Investigation and engineering of PvdQ, a Pseudomonas aeruginosa enzyme at the nexus of quorum sensing and iron uptake pathways

Abstract

The gram-negative human pathogen Pseudomonas aeruginosa is a widespread global health concern. Two key pathways of P. aeruginosa that are involved in its infection and/or survival within mammalian hosts are the pyoverdine biosynthetic pathway, which is necessary for iron acquisition, and the N-acyl-homoserine lactone (AHL) quorum sensing (QS) system, which is necessary for P. aeruginosa virulence and infection. The P. aeruginosa enzyme PvdQ is unique in that it is proposed to play roles in both these pathways.

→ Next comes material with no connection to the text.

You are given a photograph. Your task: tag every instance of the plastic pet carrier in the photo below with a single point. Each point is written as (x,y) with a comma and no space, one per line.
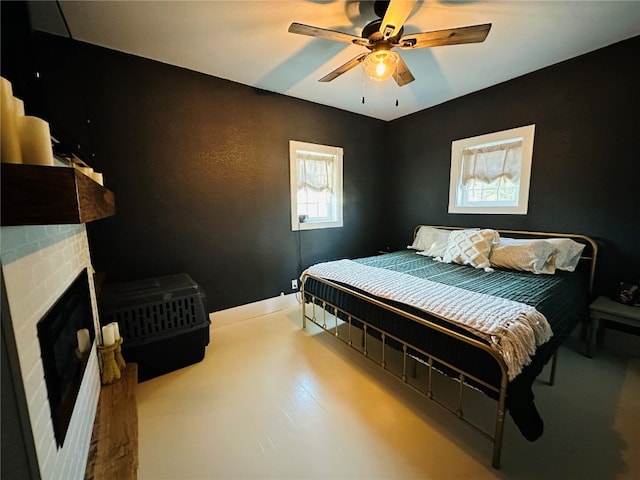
(163,322)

To investigate the role of PvdQ in P. aeruginosa, the enzyme’s in vitro substrate profile was characterized and found to favor substrates with unsubstituted myristic acyl groups, supporting a role for PvdQ in pyoverdine biosynthesis, but challenging its proposed role in regulating P. aeruginosa QS. Knowledge of PvdQ’s substrate preference and mechanism enabled rational inhibitor design, leading to the discovery of long chain (≥ 10 carbons) n-alkylboronic acids as highly potent transition state analog inhibitors of PvdQ, with 1-tridecylboronic acid having a Ki of 200 ± 40 pM and having the ability to recapitulate the growth phenotype of a pvdQ transposon insertion strain of P. aeruginosa under certain experimental conditions. Investigation of PvdQ inhibition by alkylboronic acids was extended to short- and medium-chain alkylboronic acids and revealed an eight order of magnitude span of affinity that is linearly related to alkyl chain length. Through structural studies, short-chain alkylboronic acids (≤ 4 carbons) were found to adopt an alternate binding conformation relative to other alkylboronic acids, which suggests a mechanism by which PvdQ excludes short substrates such as P. aeruginosa QS molecule N-butyroyl-homoserine lactone. Finally, a circular permutation of PvdQ (cpPvdQ) was designed and constructed in order to uncouple the catalytic and self-processing activities of PvdQ and to facilitate the production of mutants that affect catalysis and specificity. The cpPvdQ monomer recapitulates the catalytic and structural features of PvdQ. A catalytically impaired cpPvdQ mutant that is shown to maintain affinity for PvdQ’s native substrate, the pyoverdine precursor, but does not hydrolyze the substrate, has been produced and will be a valuable tool for future efforts to trap a PvdQ derivative in complex with the pyoverdine precursor.